Though The Blair Witch Project was a huge success — especially when taking into account its budget-to-earning ratio — I’m wondering why we’ve seen a resurgence of the found-shaky-footage-cam method of filming and storytelling in recent years. Ones that come to mind: Cloverfield, Paranormal Activity (1, 2 and 3), Apollo 18, The Last Exorcism, The Devil Inside, and — most recently — Chronicle. But these films differ from The Blair Witch Project in a couple of big ways. Besides the first Paranormal Activity movie, their budgets were quite a bit higher than that of Blair Witch Project. Also, any possibility of someone actually being fooled into believing this found footage could be real is completely gone at this point … I hope.

So what is it about this filming style that’s attracting studios to keep making them? Most seem to do moderately well in the box office, and their ratings overall seem to be rather positive, but I’d like to know what about them is attracting these good reviews. Is it that the technique of making the film look like it was legitimately shot with a shitty camcorder gets high props the more convincing it is? Is it that the acting really looks like these people are truly experiencing what’s happening on-screen? That they almost pass as convincing?

At what point do these found-footage/documentary-style movies go over the top in the subject matter they’re covering? Giant monsters? Check. Outer space? Check. Superpowers? Yep. I’m not sure there’s anything left! What’re your thoughts on the matter? Why do you love or hate these kinds of films, and why are they still working?

Meanwhile, here’s a trailer for the upcoming movie, Chronicle. It looks pretty cool but … it’s another docu-style movie. Why?

Photo Credit: 20th Century Fox

Categories: Features, General, News

3 Responses to “Why do found-footage movies like Chronicle still work?”

January 4, 2012 at 11:15 PM

out of the examples you listed, the only one I really enjoyed was Cloverfield. We’ve all seen monster movies … and to have the perspective of what it would be like to actually be there at the scene when a monster is attacking (as if it really was happening) has a certain appeal. It was different … and at least I thought it was extremely well done.

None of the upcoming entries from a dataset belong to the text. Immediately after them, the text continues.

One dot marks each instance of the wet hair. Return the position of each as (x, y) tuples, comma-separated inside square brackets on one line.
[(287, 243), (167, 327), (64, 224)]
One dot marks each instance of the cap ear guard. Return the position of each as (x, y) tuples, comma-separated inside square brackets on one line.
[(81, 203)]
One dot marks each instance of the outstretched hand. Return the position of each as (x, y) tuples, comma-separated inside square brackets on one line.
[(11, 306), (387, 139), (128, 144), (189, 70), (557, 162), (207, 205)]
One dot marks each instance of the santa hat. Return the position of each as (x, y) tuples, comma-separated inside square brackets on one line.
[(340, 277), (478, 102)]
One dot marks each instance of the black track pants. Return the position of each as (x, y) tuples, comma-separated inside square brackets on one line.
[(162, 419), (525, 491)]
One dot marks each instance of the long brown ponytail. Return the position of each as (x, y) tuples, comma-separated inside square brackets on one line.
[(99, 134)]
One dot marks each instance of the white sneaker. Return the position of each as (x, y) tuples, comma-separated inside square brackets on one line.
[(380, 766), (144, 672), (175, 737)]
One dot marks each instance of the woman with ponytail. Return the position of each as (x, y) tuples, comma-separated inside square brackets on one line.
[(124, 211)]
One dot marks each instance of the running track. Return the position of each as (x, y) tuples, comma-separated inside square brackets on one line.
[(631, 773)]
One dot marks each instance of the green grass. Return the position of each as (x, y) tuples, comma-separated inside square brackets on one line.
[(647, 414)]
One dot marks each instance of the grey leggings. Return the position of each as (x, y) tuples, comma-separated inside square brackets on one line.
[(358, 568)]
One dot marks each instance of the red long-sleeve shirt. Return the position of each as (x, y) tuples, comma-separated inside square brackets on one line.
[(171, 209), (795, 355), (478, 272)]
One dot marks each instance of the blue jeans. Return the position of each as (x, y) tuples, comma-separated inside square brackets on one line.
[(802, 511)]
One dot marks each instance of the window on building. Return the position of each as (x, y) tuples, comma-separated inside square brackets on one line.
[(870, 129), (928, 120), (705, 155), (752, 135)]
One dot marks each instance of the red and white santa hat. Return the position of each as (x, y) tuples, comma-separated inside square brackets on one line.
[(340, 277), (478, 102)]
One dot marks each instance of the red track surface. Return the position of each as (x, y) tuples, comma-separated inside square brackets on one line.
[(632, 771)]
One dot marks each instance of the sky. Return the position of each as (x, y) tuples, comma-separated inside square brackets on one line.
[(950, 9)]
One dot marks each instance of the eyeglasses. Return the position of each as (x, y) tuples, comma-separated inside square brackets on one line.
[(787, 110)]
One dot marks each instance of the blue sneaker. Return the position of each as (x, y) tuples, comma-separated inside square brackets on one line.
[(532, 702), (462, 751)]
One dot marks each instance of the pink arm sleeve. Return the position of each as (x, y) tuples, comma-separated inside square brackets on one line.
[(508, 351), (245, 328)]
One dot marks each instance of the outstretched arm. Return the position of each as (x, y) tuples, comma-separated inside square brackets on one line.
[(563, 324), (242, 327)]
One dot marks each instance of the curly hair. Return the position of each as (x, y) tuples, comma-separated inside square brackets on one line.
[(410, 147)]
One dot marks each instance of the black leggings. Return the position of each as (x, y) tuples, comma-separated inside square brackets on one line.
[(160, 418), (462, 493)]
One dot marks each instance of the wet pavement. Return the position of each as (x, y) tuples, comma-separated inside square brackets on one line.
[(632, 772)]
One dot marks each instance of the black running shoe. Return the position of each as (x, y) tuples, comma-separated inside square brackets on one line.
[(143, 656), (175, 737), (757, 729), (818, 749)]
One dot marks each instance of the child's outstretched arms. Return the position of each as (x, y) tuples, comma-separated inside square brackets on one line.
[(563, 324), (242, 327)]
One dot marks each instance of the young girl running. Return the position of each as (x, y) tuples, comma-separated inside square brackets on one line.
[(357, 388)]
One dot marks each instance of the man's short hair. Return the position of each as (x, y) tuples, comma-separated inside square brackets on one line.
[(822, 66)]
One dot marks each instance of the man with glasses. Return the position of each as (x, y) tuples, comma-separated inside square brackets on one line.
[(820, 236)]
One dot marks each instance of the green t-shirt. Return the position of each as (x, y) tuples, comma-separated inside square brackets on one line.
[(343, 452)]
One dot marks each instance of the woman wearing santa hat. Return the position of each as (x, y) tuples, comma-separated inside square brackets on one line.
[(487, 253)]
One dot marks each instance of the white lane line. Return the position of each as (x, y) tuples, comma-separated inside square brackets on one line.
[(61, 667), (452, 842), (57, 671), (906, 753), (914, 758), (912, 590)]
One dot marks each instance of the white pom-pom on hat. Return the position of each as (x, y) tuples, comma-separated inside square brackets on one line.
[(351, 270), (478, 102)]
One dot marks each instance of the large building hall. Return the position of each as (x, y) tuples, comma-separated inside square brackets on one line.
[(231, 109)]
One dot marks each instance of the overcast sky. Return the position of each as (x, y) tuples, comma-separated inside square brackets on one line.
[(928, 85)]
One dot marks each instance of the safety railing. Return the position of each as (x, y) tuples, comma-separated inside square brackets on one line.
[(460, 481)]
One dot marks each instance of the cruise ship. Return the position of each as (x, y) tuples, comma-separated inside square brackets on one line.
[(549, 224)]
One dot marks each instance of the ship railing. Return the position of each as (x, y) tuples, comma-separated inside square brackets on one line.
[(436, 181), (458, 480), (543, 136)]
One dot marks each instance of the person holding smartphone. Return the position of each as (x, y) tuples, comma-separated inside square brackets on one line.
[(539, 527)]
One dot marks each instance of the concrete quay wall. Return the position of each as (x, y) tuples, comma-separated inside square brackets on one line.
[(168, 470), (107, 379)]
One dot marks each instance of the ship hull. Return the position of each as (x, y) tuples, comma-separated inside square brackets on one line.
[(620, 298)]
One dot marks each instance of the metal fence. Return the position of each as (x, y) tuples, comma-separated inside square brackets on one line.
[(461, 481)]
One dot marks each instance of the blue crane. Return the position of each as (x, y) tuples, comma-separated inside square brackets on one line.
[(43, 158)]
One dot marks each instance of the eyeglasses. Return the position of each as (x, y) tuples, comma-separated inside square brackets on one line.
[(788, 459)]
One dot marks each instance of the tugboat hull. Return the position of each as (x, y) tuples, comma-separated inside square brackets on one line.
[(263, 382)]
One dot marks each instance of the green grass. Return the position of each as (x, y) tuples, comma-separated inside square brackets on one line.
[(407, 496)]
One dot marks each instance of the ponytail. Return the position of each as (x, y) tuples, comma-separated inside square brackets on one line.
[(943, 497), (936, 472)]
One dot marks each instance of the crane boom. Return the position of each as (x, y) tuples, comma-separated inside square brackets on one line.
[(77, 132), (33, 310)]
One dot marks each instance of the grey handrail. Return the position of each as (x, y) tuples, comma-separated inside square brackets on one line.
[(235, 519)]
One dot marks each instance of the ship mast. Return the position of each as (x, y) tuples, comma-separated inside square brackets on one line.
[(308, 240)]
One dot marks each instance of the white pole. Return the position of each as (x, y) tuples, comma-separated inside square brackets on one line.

I think the genre succeeds because it provides a different perspective of a story … one where you are watching something unfold but are limited to seeing only what the camera captured … not the overall, or birds eye perspective that normal movies provide. Done right, it can be real creepy … done poorly … it is just bad cinema. I think in general, people are inquisitive (nosey) and these films satisfy the voyeur in all of us … that we’re seeing something we should not be seeing …

I wasn’t aware that Chronicle was one of this genre though … I was just interested in that it takes place in or around Seattle (though probably filmed in Vancouver like most everything is).

January 8, 2012 at 9:45 AM

I personally can NOT understand how this method keeps being used. To me it doesn’t make the acting better, but worse, like the director has to say “act more natural, act like you wouldn’t want to punch this idiot in the face for trying to get you to talk into a camcorder after something really tragic just happened”…I didn’t find Blair Witch scary, and as much as I wanted to believe, I knew it was fake. I DID appreciate that something new was being done and the IDEA was scary. I liked parts of Cloverfield but I just kept wishing that they would switch off the “cam” and have some of it “normal” and I was actually ANGRY at how bad Paranormal Activity was. That train wreck made me swear that I would never fall for the hype again. I actually changed my plans when I read that The Devil Inside was filmed this way. Of course, most of the reviews are terrible! I guess since “reality TV” is
still so popular they want films to seem more “real”…great post BTW because I was just having this conversation with a friend!

January 9, 2012 at 3:42 PM

Saw the trailer for this for the first time this weekend, and my interest was piqued.

I’m not sure though that I’ve personally been over-saturated on these “found footage” movies … I’ve only seen one on the list that you mentioned (Cloverfield). They seem to be a staple of the horror genre, which I generally stay away from.